What happens is as a company, you have a target of reducing spare parts. It's a continuous fight between the accountants (who want to cancel almost all stock), and the people (usually engineers) who actually know the risk of when a part is not in stock, and then that part is needed. Stock parts / locations are cancelled, or you're not allowed to put a certain part in stock. Then something breaks, and guess what: Companies like Siemens, SICK or NVidia can't deliver your parts because, hey, semiconductor shortage. Never reaches the news. A week ago somebody went on bicycle to fetch a part, which was out of stock (at least 3 months), but which somebody else luckily had laying in the basement.

And it't not only the automotive sector, also GPU's. A big amount of ABF manufacturirng facilities worldwide literally went up in smoke; and customers are complaining. Also there, you see Intel and NVidia outbuying AMD, when it comes to existing / new ABF capacity.

But nobody accuses those companies of blaming hardworking semiconductor people, only the automotive sector is blamed. Ask somebody on the internet why they can't buy a car, and the will tell you it's semiconductors. Ask them why you can't buy a GPU, and they'll probably either don't know, or blame TSMC for "Not having enough 7nm capacity". ABF, leadfrimes, VRM's: All things foreign to them.

So if you properly analyze it, the companies who have low margins because they operate in a sector with competition, they can´t compete on semiconductor buying-power with the companies who operate in "high-margin / patent protected network effect / convicted monopolist sectors"

That's true if you compare the automotive sector to for example Apple.
Or if you compare a company like Ford to Tesla (10% EBIT margin).
Or (for ABF) if you compare AMD to Intel / NVidia.

There you have it. The real root cause, is there's no level playing field between the buyers of semiconductors.

I agree, it's personal, it's not logic, it's emotion. Especially when the narrative is "We must build ICs in the USA" like that is going to solve the problem of automotive companies cancelling orders and coin miners buying up all the GPUs. But the US is going to throw billions of tax dollars at it anyway because cars are sitting unfinished due to the lack of semiconductors.

I'm looking for quotes from automotive executives on investor calls that say "sorry, we made a mistake, we cancelled orders and we shouldn't have" and I can't find one, it's always "we can't get chips, supply chain problems, etc..." which is finger pointing.

And there may also be a shortage of car customers as well but we will never know because there are no cars on the lots to find out. It's the perfect crime...

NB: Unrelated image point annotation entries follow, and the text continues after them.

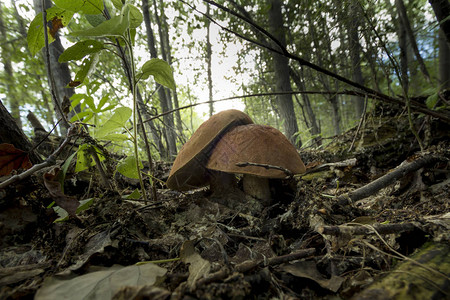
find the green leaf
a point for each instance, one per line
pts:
(35, 36)
(432, 100)
(127, 167)
(80, 50)
(136, 17)
(92, 7)
(117, 120)
(116, 26)
(84, 157)
(62, 14)
(95, 20)
(83, 116)
(116, 137)
(87, 67)
(160, 70)
(117, 4)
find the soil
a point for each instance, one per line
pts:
(305, 244)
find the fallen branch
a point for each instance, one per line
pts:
(362, 230)
(386, 180)
(265, 166)
(51, 160)
(251, 264)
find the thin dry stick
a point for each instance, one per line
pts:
(51, 160)
(361, 121)
(386, 180)
(265, 166)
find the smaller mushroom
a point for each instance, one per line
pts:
(188, 170)
(258, 152)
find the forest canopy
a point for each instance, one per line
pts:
(308, 68)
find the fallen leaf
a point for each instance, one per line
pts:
(12, 158)
(70, 204)
(198, 267)
(308, 269)
(101, 284)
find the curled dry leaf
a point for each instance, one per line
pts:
(12, 158)
(70, 204)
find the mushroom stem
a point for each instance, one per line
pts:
(257, 187)
(222, 183)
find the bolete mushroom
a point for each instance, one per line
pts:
(259, 152)
(188, 170)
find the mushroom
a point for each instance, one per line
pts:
(188, 170)
(259, 152)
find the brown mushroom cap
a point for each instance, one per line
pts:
(258, 144)
(188, 170)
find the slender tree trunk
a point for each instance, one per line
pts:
(444, 61)
(48, 111)
(168, 119)
(209, 60)
(355, 51)
(407, 26)
(179, 123)
(12, 96)
(60, 71)
(282, 79)
(442, 11)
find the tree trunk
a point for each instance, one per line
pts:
(12, 97)
(282, 79)
(11, 133)
(168, 119)
(60, 71)
(444, 61)
(355, 51)
(407, 26)
(442, 11)
(179, 123)
(48, 111)
(209, 60)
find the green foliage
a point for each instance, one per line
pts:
(36, 34)
(80, 50)
(127, 167)
(116, 26)
(84, 157)
(87, 67)
(35, 37)
(117, 121)
(91, 7)
(160, 70)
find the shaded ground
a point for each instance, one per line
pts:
(312, 242)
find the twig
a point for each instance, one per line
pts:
(283, 51)
(360, 230)
(51, 160)
(340, 164)
(265, 166)
(387, 179)
(251, 264)
(53, 89)
(361, 121)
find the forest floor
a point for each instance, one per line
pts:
(370, 219)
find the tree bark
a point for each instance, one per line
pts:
(401, 9)
(164, 102)
(209, 60)
(355, 51)
(60, 71)
(11, 133)
(444, 61)
(282, 79)
(442, 11)
(13, 99)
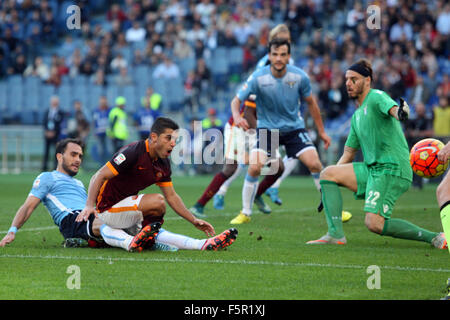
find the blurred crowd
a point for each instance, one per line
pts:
(408, 44)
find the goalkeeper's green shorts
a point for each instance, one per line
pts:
(379, 190)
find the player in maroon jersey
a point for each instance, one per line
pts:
(113, 190)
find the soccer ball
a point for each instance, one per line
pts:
(423, 158)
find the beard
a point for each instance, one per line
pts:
(69, 171)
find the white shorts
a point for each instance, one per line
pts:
(238, 143)
(124, 214)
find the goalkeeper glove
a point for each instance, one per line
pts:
(403, 110)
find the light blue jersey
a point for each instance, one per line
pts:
(277, 99)
(60, 194)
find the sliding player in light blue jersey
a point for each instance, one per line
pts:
(65, 196)
(278, 89)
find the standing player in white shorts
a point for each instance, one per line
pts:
(278, 89)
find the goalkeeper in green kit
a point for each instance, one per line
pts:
(385, 173)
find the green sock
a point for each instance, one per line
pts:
(445, 218)
(332, 203)
(398, 228)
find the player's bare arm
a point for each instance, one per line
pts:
(238, 119)
(177, 204)
(22, 215)
(401, 112)
(96, 182)
(347, 156)
(315, 114)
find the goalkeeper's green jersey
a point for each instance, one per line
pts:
(380, 136)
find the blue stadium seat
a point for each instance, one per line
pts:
(4, 110)
(112, 92)
(236, 58)
(141, 75)
(95, 92)
(47, 90)
(220, 67)
(186, 65)
(175, 94)
(65, 96)
(129, 93)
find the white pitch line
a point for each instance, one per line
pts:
(231, 214)
(220, 261)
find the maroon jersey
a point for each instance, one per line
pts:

It is also interesting to note that there are a flood of new EV start-ups so the big automotive companies have a lot more to fear than a chip shortage.
 
A pertinent article: https://www.reuters.com/article/us-...rder-as-chip-crunch-intensifies-idUSKBN2AJ0LD

"That complaint by the world’s No.2 volume carmaker cuts little ice with chipmakers, who say the auto industry is both quick to cancel orders in a slump and to demand investment in new production in a recovery."

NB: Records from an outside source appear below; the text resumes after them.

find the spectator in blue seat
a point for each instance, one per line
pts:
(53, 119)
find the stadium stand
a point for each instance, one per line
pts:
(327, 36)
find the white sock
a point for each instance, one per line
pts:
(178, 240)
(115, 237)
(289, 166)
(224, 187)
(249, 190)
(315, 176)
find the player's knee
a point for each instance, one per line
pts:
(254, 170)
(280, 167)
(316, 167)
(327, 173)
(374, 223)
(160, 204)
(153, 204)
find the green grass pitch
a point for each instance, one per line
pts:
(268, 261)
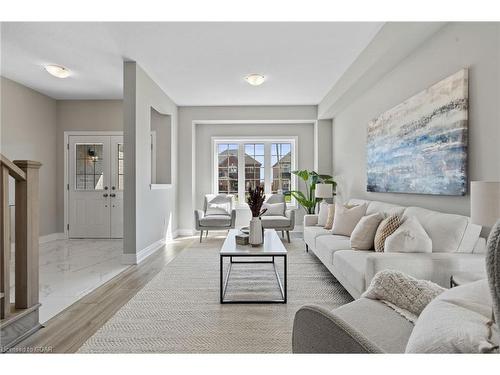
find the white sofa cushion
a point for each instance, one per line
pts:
(445, 230)
(215, 221)
(311, 233)
(327, 245)
(410, 237)
(457, 321)
(470, 238)
(352, 265)
(346, 219)
(364, 233)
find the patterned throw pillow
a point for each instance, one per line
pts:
(387, 227)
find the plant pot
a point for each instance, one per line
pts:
(255, 232)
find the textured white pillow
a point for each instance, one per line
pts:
(457, 321)
(346, 219)
(410, 237)
(364, 233)
(274, 209)
(323, 213)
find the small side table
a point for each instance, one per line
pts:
(461, 278)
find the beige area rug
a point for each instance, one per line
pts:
(179, 310)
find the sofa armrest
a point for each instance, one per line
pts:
(317, 330)
(436, 267)
(310, 220)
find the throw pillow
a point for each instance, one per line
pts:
(406, 295)
(323, 213)
(363, 235)
(346, 219)
(330, 216)
(410, 237)
(457, 321)
(387, 227)
(274, 209)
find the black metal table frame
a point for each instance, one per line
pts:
(224, 280)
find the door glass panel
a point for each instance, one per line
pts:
(228, 168)
(120, 171)
(281, 162)
(254, 166)
(89, 172)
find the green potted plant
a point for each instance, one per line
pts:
(311, 178)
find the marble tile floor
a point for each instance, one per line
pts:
(70, 269)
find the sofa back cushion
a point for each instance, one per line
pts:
(445, 230)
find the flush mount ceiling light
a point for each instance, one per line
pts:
(255, 79)
(58, 71)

Biggest problem with car manufacturers is that they're so used to just-in-time delivery of parts from suppliers and they keep little or no inventory. You just can't have that with chips that takes 6 months to produce. With how much it costs to build fabs these days they would ideally like to keep them churning and that's what happened in 2020.
Lots of insights here, I liked this one, then I thought for a second. Lead time is a symptom not a cause.

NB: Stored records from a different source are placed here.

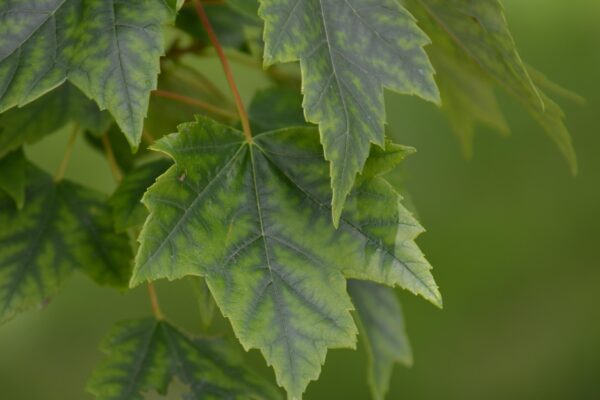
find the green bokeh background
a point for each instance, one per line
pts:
(514, 238)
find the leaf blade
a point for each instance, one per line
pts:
(343, 79)
(231, 212)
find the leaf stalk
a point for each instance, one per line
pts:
(226, 69)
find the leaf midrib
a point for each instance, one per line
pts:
(184, 217)
(370, 239)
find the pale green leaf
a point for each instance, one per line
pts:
(146, 354)
(126, 202)
(228, 20)
(348, 51)
(254, 220)
(12, 176)
(48, 114)
(109, 49)
(381, 327)
(206, 304)
(62, 227)
(137, 362)
(276, 108)
(184, 78)
(121, 149)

Cause is a lack of capa. Specifically, the capacity to meet demand of the part desired at the price and lead time desired.

So you have to pick one:

- Do I substitute another part?
- Do I pay more?
- Do I wait longer?

I get the sense though that after substituting, paying more, and waiting longer, there still is no light at the end of the tunnel. Something else is afoot.

Regardless of what that something is, and it can be hard to figure out, even if you have total visibility into all aspects of the supply chain, adding some excess capacity is the only thing that will bring relief. For sure. There is no other cure. More fabs are needed, right now.